# Am I lucky or what?



## neilbatte (Jan 2, 2008)

Well I consider myself a passable General but I have really struggled to beat High elves with my OK army but I'm now on a 2 game winning streak that has nothing to do with tactical ability and just complete lucky dice rolls ,But a wins a win and against the stupid ASF pointy ears I'll take what I can get.
In my first win my hunter shot his sun dragon and manages a double set of wounds thanks to the harpoon the Dragon decided to charge the hunter who stands and shoots taking another 2 wounds off the dragon and the unit of 10 trappers shoot as well wounding the lord twice leaving them both on 1 wound.
Normally the dragon and lord would then take revenge and rampage through my whole army as the dice gods evened things out but the dragon fluffed its attacks and the lord didn't do much better which meant the hunter got to strike back finishing the dragon off and letting the elf lord run screaming like a girl towards the nearest table edge.
Added to this game turning moment was the amount of 10's and 8's I rolled for my belchers the look on his face when his swordmasters were reduced too 1 elf in a turn of shooting was great and when I did the same with my next unit of leadbelchers it was even better.
I don't think I misfired at all in that game and my butchers even got spells off without a hitch.
The second game was even better as I actually won a few key combats but the moment of the game was my unit of 24 gnoblars in 2 ranks standing and shooting and clearing a unit of Dragon princes then doing the same to some silverhelms.
No doubt normal service will be resumed soon but for the moment I'm basking in the glory of my often battered OK.


----------



## JokerGod (Jan 21, 2009)

That is dam lucky. you might want to start sacrificing more hamsters now to keep the dice god in your favor!


----------



## Dafistofmork (Jan 9, 2009)

personaly i use guinea pigs-but it dosent seem to be working much.


----------



## Gharof von Carstein (May 19, 2008)

have you tried lotr models? i have heard of people getting good results with that.


----------



## squeek (Jun 8, 2008)

neilbatte said:


> I don't think I misfired at all in that game...


:shok: That statement alone considering I know you like Leadbelchers is enough to say, yes, yes you are lucky indeed my friend!
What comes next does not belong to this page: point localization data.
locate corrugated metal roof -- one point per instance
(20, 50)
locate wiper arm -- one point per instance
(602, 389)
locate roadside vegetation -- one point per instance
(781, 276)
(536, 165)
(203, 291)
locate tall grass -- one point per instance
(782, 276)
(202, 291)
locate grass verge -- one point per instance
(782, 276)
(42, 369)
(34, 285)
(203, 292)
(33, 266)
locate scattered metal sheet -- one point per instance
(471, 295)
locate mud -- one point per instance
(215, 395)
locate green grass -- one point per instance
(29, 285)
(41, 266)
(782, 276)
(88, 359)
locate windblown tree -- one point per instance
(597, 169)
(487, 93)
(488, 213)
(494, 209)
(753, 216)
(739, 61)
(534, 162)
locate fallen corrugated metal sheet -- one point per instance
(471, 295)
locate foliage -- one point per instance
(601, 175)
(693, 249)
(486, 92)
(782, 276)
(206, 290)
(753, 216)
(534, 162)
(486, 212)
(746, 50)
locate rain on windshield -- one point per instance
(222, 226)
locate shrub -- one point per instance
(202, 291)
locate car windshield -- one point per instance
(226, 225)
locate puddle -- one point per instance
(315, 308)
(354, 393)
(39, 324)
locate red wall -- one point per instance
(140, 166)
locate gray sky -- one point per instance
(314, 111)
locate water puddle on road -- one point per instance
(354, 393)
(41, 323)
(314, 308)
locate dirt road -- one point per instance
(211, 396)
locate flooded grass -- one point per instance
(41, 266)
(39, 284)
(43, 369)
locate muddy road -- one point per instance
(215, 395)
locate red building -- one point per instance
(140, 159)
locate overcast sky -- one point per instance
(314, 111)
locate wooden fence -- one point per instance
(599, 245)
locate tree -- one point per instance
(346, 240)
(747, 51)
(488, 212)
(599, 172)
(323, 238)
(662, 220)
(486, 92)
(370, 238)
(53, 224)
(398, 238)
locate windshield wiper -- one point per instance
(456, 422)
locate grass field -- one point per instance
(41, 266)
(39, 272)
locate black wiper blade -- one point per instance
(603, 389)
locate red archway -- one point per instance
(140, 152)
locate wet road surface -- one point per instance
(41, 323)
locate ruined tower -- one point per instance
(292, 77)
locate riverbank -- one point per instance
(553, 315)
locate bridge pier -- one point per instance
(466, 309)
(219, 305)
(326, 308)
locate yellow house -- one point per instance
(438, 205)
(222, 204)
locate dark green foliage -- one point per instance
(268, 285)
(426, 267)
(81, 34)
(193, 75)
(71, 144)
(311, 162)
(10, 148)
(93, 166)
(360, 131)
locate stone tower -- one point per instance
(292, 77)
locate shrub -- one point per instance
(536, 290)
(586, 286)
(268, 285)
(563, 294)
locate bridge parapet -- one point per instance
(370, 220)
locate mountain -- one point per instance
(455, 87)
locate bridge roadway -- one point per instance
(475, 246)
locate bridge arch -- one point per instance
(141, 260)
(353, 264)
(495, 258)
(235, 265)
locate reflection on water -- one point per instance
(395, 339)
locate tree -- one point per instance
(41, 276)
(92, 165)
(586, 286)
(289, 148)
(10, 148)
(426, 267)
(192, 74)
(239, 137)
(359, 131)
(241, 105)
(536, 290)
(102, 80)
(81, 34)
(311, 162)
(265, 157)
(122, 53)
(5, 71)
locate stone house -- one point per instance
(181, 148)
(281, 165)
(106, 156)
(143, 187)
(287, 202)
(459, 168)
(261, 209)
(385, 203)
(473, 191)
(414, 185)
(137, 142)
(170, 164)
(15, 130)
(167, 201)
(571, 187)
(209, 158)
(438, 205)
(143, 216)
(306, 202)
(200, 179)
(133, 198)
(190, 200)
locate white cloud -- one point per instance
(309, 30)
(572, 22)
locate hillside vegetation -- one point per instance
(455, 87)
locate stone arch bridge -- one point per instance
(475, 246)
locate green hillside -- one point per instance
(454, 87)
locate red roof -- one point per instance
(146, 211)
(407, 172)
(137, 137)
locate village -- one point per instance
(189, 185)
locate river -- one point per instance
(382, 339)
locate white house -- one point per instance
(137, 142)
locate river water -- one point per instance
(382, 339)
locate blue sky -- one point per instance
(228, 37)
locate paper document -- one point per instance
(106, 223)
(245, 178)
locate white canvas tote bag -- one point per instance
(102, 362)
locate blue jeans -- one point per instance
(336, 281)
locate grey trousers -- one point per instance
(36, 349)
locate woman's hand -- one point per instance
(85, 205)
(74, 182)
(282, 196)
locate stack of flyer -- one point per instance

Congrats on the wins, long may your Ogres batter the pesky pointy-earred ones!


----------



## JokerGod (Jan 21, 2009)

Gharof von Carstein said:


> have you tried lotr models? i have heard of people getting good results with that.


I wouldn't want to insult the Dice gods with that crap.


----------



## Gharof von Carstein (May 19, 2008)

40k space marines all the way than!


----------



## neilbatte (Jan 2, 2008)

I'll have to get a ritual altar on the end of my gameing board and the ritual tenon saw for decapitations.
Squeek I only used 12 leadbelchers for those games normally its as many as I can fit in, that said all 12 fired at least twice some 3 times plus one unit stood and shot so I reckon 30 shots on the artillery dice and apart from 1- 2 the lowest was a 6. Makes up for the 3 misfires in 1 turn against O&G the other week.
I'll have to get some marines painted in ultra colours for full sacrificial effect.


----------



## Dafistofmork (Jan 9, 2009)

nah, just think i will get life time insurance with my little brother.


----------